A short-term financing facility designed to provide temporary capital to a company or fund until permanent financing or the next funding round is secured. In the startup context, bridge loans often carry convertible terms that allow the lender to convert the outstanding balance into equity at a discount to the next round's price, compensating for the higher risk of interim financing.

Complementary Terms

Concepts that frequently appear alongside Bridge Loan in practice.

Bridge Financing

Short-term funding used to bridge the gap between two financing rounds or before an anticipated liquidity event. Bridge loans or convertible notes are common structures, often provided by existing investors to sustain operations until the next milestone.

Term Loan

A loan with a specified repayment schedule and maturity date, drawn in full at inception (or in agreed instalments) and repaid through regular principal and interest payments over its term.
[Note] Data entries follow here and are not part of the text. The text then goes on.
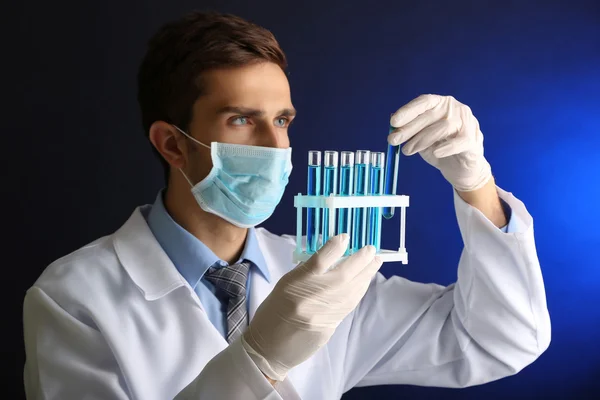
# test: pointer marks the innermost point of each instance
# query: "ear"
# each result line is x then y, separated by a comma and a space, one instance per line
168, 142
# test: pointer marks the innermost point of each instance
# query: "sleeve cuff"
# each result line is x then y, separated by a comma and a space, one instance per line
231, 374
Term loans may be amortising (with regular principal repayments) or bullet (with principal repaid in full at maturity).

Value Bridge

A visual and analytical framework that reconciles the difference between two valuations — typically entry and exit, or book value and market value — by attributing value changes to specific drivers such as revenue growth, margin improvement, multiple expansion, and intangible asset creation. Value bridges are widely used in private equity reporting and portfolio company management.

Convertible Note

A short-term debt instrument that converts into equity at a future financing round, typically at a discount to the next round's valuation. Convertible notes are commonly used in seed-stage financing because they defer the need to establish a valuation.

Venture Debt

A form of debt financing available to venture-backed startups that supplements equity financing without requiring the dilution of additional equity rounds. Venture debt is typically structured as term loans with warrants giving the lender the right to purchase equity, and is used to extend runway, finance equipment, or bridge between funding rounds.

SAFE (Simple Agreement for Future Equity)

A financing instrument developed by Y Combinator that provides investors with the right to receive equity at a future priced round, subject to a valuation cap and/or discount. SAFEs are simpler than convertible notes, carry no interest, and have no maturity date.

Working Capital Facility

A short-term financing arrangement designed to fund a company's day-to-day operational needs, bridging the timing gap between paying suppliers and receiving payment from customers. Working capital facilities typically take the form of revolving credit facilities, overdrafts, or invoice finance arrangements, and are secured against current assets such as receivables and inventory.

Co-Investment

A direct investment made by a limited partner alongside a private equity or venture capital fund in a specific portfolio company. Co-investments allow LPs to increase exposure to particular deals, typically at reduced or no management fees and carry, while giving the GP additional capital for larger transactions.